Le dernier exemple est moins évident, mais mérite qu’on s’y attarde. Depuis 1950 et ses 400 000 cheminots, le transport de marchandises, le fret, n’a pas baissé, bien au contraire. Avec le capitalisme à outrance, les échanges de marchandises ont explosé. Mais pourtant, le fret ferroviaire, lui, a dépéri au profit de la route. Et qui est le 1er transporteur routier de France ? Vous le saviez ou l’avez deviné : la SNCF. Le groupe SNCF et sa plate-forme de fret GEODIS, qui regroupe Bourget-Montreuil, Calberson, etc. est le premier transporteur de France.

Et il suffit de se pencher sur les salariés de GEODIS pour comprendre. Prenons exemple sur la plate-forme de Gennevilliers :

  • 150 chauffeurs poids lourd, dont seulement 6 embauchés. Le reste est auto-entrepreneur, sous-traitant…
  • 200 manutentionnaires environ dont plus de 130 intérimaires…

Voilà encore une partie de nos cheminots évaporés et surtout PRÉCARISÉS, et par la « maison mère », la SNCF !!!

Car c’est bien ce qu’il faut retenir de la situation, c’est que les cheminots n’ont pas disparu, ils ne sont pas 147 000, ils sont toujours proches des 400 000 comme il y a plus de 50 ans. La seule différence : ils sont précarisés, déchus de leurs droits, volés et mis en danger par un patronat voyou (pléonasme ?), exploités sans les entraves d’un statut fort qui permet plus qu’ailleurs le respect des droits et une présence syndicale forte.
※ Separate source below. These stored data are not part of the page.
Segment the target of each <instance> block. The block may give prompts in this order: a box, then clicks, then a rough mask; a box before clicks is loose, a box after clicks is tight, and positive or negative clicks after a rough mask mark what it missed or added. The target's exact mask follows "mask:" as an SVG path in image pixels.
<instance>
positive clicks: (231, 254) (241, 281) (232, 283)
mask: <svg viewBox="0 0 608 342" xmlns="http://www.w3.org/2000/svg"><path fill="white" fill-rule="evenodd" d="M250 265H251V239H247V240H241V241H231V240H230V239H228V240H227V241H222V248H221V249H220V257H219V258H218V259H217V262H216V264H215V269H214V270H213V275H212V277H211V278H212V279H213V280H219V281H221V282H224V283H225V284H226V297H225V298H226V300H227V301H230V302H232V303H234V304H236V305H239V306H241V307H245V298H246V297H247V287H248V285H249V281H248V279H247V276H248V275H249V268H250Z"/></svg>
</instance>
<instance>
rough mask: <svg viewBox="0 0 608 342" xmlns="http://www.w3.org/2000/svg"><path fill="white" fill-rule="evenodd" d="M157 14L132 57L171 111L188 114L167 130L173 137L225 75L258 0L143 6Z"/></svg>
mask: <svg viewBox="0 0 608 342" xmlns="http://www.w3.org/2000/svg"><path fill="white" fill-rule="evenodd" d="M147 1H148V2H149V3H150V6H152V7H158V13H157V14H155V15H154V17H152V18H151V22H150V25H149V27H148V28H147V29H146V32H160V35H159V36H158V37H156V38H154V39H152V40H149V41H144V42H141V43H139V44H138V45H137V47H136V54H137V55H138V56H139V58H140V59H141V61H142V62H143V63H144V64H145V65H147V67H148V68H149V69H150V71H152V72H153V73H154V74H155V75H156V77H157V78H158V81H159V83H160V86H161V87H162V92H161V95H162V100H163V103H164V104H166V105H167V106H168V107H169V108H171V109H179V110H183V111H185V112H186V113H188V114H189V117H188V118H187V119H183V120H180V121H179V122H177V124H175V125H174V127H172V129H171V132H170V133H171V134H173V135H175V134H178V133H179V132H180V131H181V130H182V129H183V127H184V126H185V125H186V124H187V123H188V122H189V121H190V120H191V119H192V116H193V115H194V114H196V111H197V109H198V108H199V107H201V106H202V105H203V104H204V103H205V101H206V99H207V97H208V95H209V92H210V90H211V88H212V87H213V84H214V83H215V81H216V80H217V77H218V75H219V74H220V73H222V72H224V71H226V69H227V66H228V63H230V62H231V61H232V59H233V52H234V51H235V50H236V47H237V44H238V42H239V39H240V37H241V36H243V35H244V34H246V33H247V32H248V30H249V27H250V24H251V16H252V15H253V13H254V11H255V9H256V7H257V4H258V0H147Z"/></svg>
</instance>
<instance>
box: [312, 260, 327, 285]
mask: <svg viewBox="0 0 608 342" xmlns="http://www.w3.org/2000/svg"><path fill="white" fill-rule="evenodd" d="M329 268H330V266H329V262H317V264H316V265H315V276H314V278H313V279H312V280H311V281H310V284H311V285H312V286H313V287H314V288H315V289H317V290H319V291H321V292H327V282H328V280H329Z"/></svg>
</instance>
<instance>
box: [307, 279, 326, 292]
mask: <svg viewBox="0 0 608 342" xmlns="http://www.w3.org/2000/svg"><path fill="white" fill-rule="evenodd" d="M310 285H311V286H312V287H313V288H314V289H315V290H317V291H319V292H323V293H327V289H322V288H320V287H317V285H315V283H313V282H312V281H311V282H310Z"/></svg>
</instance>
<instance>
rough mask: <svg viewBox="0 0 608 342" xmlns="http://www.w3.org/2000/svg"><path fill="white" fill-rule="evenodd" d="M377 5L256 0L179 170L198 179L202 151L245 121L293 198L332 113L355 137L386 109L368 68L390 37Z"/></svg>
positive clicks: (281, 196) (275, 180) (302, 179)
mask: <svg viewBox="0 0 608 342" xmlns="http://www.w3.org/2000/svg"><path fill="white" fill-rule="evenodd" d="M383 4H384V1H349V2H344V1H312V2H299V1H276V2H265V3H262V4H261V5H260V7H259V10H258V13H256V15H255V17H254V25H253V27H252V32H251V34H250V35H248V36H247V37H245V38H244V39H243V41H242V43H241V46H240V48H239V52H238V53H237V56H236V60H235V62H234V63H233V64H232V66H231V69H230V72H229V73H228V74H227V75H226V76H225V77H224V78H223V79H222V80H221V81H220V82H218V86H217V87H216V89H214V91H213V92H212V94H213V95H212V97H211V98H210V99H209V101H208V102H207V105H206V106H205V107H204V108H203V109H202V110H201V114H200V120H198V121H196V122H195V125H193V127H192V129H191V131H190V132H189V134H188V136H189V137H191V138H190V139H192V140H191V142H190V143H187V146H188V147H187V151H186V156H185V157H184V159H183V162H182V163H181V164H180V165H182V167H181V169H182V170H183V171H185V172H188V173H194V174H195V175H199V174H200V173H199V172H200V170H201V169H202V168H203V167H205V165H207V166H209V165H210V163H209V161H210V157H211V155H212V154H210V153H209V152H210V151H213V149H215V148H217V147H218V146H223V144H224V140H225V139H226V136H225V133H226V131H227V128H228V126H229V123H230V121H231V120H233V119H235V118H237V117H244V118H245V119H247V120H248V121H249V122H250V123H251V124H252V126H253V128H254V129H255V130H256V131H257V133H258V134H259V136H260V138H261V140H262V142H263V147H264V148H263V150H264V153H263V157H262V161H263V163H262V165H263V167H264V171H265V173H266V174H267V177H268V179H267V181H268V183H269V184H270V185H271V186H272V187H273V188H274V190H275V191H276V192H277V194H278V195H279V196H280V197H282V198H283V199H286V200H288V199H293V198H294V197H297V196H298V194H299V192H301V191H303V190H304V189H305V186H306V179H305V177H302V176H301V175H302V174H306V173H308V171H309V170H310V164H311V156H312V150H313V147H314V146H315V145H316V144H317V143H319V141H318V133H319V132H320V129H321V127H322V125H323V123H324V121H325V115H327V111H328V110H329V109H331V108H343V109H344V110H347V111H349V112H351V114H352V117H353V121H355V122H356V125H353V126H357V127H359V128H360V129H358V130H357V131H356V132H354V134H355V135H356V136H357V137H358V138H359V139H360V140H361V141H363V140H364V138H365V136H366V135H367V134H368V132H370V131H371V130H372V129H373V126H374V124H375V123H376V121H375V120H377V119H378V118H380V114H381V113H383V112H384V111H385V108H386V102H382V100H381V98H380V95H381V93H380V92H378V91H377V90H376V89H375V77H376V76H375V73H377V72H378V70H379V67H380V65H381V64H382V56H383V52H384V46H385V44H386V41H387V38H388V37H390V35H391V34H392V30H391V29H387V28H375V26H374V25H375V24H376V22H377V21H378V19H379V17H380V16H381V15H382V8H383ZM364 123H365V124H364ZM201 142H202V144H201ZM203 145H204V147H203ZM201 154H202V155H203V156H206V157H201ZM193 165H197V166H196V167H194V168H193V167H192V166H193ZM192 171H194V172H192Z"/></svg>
C’est bien pour cela que la bataille du Rail du printemps dernier, et qui doit se poursuivre, contre le pacte ferroviaire et ses conséquences n’est pas une affaire des seuls cheminots, mais bel et bien une affaire qui nous concerne tous : cheminots, usagers, même combat !
Pour tous ceux qui estiment que la fin du statut et de la SNCF est une bonne chose pour la société française et les usagers, il suffit de comprendre que nous assistons notamment à une destruction des droits et à une conversion d’emplois stables et qualifiés en emplois dangereux et précaires qui seront les seuls disponibles pour leurs enfants et les nôtres.

D’autre part, aucune entreprise privée ne formera ses salariés comme le fait la SNCF aujourd’hui (environs 90 000€ pour un conducteur, 40 à 50 000 pour un contrôleur ou un aiguilleur). Il n’y a qu’à voir l’exemple ITIREMIA/City-One, qui jamais ne fera passer la sécurité avant le profit en arrêtant les circulations au moindre risque comme c’est encore le cas avec la SNCF.

Les cheminots et usagers doivent se prononcer contre une destruction préméditée du service public avec des prestations de plus en plus dégradées où la sécurité des salariés, des usagers et des circulations n’est clairement pas la priorité.